I’m always a bit surprised that blood doesn’t gush out when I cut into red chard.
Eating greens was a rite of passage for me. As a little kid, the pile of dark mush looked like something my grandmother pulled back out of the garbage can. I watched her eat fried fish tails and suck the marrow out of chicken bones, so I assumed that greens fell into the category of “things you learn to eat on a farm”. When she offered me a serving, I’d crinkle my nose and shake my head. I didn’t know how anyone would willingly subject themselves to that.
But then, around the age of 8, my grandmother suggested I try the collard greens with a little drizzle of vinegar. She had already won me over to okra by frying it and gave squash the heavy butter treatment so that I fell in love with it, too. But, there was nothing so glamorous to disguise the true nature of greens. Bitter, sour, dark, chewy, and wholly nutritious, you had to accept greens for what they really were: pure vitamin delivery vehicles. If I could appreciate the flavor and experience of eating them, I knew I would no longer be a little kid. I would be strong like my grandmother.
After that first, timid taste, I finally understood how to eat cooked leaf. At the K&W cafeteria, I began to order a dish of greens every time. Drizzle the vinegar, sprinkle the salt and eat them with a bite of cornbread. My grandmother told me turnip greens would be sweeter, mustard greens spicier. I gave them a shot and I’ve been eating greens ever since.
But, I never tried chard until I moved to the Pacific Northwest. What a revelation. All the weight and chew of collards, but with a sweetness that I never tasted in greens before. And, the colors! When I cooked up a mess of chard, they glistened in a pool of bright red liquor. The hardy greens of my Southern childhood were full of strength and practicality, but chard had a little sexiness. Their leaves weren’t content to be pure green, scarlet ribs and vessels showed exactly where the life flowed.

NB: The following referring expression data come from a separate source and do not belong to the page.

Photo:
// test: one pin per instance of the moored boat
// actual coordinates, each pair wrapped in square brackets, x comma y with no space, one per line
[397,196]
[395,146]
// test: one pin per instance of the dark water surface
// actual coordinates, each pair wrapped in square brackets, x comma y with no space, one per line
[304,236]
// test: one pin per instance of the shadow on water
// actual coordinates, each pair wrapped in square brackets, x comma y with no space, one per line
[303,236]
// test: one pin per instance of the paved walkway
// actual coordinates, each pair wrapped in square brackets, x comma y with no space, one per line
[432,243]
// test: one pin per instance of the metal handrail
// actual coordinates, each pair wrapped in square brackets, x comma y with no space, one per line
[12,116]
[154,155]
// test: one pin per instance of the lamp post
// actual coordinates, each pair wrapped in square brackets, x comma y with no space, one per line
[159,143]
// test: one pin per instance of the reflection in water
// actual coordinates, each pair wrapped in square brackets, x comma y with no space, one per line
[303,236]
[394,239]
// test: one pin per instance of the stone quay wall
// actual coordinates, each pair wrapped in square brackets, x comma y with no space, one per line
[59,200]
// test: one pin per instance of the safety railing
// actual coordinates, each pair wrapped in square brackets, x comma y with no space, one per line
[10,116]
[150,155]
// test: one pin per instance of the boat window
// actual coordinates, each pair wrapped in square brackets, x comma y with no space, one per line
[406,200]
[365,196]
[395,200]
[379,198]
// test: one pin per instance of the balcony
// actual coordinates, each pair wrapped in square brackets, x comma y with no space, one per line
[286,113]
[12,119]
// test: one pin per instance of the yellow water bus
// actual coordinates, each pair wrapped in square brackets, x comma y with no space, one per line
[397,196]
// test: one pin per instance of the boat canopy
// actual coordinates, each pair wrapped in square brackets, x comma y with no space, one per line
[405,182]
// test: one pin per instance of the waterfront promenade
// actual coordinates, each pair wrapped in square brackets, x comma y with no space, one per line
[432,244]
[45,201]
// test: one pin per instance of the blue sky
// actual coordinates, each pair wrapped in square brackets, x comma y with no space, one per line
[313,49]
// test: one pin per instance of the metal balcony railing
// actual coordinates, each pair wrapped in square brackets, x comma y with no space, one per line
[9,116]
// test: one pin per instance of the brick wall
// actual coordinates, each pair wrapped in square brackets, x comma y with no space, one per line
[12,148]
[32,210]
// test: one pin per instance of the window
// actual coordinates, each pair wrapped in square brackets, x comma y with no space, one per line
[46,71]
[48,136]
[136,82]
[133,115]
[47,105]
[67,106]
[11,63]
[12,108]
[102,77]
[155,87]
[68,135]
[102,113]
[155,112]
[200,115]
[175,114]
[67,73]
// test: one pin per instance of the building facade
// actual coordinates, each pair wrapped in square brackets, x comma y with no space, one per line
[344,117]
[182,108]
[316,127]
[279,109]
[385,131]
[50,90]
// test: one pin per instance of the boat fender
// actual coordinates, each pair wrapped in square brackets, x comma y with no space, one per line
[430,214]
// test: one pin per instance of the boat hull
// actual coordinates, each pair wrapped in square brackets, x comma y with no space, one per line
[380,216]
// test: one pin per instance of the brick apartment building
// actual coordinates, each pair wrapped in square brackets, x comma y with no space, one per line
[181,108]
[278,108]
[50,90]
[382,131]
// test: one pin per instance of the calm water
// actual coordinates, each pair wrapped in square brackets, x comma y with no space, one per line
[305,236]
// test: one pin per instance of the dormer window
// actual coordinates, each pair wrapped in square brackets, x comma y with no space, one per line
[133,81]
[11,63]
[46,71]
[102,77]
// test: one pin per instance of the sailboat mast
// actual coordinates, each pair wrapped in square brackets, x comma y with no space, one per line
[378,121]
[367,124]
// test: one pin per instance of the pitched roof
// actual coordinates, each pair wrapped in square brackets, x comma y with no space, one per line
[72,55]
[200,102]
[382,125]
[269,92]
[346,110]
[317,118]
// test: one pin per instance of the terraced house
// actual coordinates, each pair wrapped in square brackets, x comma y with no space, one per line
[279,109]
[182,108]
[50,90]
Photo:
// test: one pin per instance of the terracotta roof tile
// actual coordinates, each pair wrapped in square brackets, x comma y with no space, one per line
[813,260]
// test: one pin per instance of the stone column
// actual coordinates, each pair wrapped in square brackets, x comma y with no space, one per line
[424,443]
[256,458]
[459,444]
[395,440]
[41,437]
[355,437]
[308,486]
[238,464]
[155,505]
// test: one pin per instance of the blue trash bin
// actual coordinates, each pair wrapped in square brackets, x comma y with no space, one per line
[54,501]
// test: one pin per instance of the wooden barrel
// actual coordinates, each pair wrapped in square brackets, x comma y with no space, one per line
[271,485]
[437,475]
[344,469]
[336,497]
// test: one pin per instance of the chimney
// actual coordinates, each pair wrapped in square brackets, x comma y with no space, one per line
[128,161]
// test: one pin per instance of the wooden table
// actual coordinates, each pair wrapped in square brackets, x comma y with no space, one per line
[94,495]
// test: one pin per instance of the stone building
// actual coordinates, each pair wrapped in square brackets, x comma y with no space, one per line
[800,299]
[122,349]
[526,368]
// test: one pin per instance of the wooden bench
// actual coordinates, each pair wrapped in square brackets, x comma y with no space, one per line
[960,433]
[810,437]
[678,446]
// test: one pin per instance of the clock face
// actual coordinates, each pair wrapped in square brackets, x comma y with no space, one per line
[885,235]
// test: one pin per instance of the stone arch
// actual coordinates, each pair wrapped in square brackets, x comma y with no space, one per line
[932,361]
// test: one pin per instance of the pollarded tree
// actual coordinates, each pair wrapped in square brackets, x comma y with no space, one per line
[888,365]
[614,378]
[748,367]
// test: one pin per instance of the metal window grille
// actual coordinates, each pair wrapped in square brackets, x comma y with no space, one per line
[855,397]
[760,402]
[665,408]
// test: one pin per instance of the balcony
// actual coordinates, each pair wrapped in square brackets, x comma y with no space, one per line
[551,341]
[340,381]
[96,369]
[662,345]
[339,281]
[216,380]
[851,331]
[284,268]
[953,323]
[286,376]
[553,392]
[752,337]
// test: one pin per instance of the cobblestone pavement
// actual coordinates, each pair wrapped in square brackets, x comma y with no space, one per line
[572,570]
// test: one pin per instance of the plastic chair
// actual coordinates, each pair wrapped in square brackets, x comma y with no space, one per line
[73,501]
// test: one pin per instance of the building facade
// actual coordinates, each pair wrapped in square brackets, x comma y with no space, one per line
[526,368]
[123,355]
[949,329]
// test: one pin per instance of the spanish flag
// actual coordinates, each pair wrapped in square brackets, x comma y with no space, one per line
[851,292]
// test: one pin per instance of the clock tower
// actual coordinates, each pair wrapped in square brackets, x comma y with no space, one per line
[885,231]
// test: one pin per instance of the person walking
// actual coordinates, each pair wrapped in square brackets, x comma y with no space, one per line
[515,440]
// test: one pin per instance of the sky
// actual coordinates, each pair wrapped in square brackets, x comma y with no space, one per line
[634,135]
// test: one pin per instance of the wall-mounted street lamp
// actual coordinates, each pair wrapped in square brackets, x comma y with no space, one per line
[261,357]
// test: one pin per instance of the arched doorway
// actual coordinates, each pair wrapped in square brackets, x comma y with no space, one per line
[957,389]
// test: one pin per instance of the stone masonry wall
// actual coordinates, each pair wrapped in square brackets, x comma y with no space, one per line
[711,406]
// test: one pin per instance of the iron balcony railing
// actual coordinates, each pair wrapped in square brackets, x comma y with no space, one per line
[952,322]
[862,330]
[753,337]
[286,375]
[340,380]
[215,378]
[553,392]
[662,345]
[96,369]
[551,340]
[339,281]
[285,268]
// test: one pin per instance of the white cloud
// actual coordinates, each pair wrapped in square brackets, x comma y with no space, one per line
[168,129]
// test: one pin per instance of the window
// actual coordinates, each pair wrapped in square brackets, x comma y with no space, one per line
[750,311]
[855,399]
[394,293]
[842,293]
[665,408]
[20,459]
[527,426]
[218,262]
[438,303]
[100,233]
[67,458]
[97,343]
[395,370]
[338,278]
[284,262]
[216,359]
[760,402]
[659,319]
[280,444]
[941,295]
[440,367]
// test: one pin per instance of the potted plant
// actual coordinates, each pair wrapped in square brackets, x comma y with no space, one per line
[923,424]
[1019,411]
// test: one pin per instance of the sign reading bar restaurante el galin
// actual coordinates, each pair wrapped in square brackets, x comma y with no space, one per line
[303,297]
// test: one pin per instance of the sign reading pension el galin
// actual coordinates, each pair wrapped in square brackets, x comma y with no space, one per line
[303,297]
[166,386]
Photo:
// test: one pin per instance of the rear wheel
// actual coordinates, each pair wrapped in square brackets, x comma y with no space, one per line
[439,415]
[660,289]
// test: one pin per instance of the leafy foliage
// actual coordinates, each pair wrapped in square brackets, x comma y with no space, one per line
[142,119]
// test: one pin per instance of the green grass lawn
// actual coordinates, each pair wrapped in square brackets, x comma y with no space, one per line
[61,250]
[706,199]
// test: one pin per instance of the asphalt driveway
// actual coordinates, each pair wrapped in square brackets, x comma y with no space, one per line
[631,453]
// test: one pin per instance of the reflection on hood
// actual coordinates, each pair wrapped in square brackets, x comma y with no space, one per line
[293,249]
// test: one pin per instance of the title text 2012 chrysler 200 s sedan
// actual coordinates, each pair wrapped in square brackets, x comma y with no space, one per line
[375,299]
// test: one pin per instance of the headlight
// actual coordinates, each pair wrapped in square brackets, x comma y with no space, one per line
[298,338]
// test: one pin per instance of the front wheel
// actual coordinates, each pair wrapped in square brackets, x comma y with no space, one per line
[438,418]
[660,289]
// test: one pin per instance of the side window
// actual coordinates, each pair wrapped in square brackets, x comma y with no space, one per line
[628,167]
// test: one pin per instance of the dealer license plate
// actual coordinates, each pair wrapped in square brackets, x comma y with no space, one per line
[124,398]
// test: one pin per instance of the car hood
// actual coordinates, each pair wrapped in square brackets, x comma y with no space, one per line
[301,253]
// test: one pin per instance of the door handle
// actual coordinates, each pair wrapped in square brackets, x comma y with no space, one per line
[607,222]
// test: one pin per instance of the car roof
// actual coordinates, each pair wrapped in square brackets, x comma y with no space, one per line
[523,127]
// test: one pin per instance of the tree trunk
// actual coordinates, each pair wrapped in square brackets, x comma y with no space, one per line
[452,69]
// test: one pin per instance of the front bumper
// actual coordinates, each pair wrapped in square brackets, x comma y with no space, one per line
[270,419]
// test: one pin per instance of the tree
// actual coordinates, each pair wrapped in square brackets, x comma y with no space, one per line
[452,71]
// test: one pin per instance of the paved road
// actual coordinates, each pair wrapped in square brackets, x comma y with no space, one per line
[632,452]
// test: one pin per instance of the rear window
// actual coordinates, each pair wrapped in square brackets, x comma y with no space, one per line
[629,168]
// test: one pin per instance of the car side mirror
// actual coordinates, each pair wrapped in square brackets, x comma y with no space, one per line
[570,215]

I now make greens several times a week, rotating through kale, collards, turnip, mustard and chard. Washing, trimming and slicing the greens still often feels like a chore, a long process that can’t be avoided. However, I treasure the butchering of chard. I am keenly aware that the leaves I cut were once alive. And as I separate the tender leaf from the rib, I half expect to see that life come spilling out all over the counter. It doesn’t, of course. Instead, it spills into me.
serves 4 a side dish… or 1 hungry mom
1 Bunch Chard
3 cloves garlic
0.5 tsp Salt
0.5 tsp Sugar
+ Put a cast iron skillet on the stove, pour in enough olive oil to cover the bottom of the pan. Turn the heat onto medium low.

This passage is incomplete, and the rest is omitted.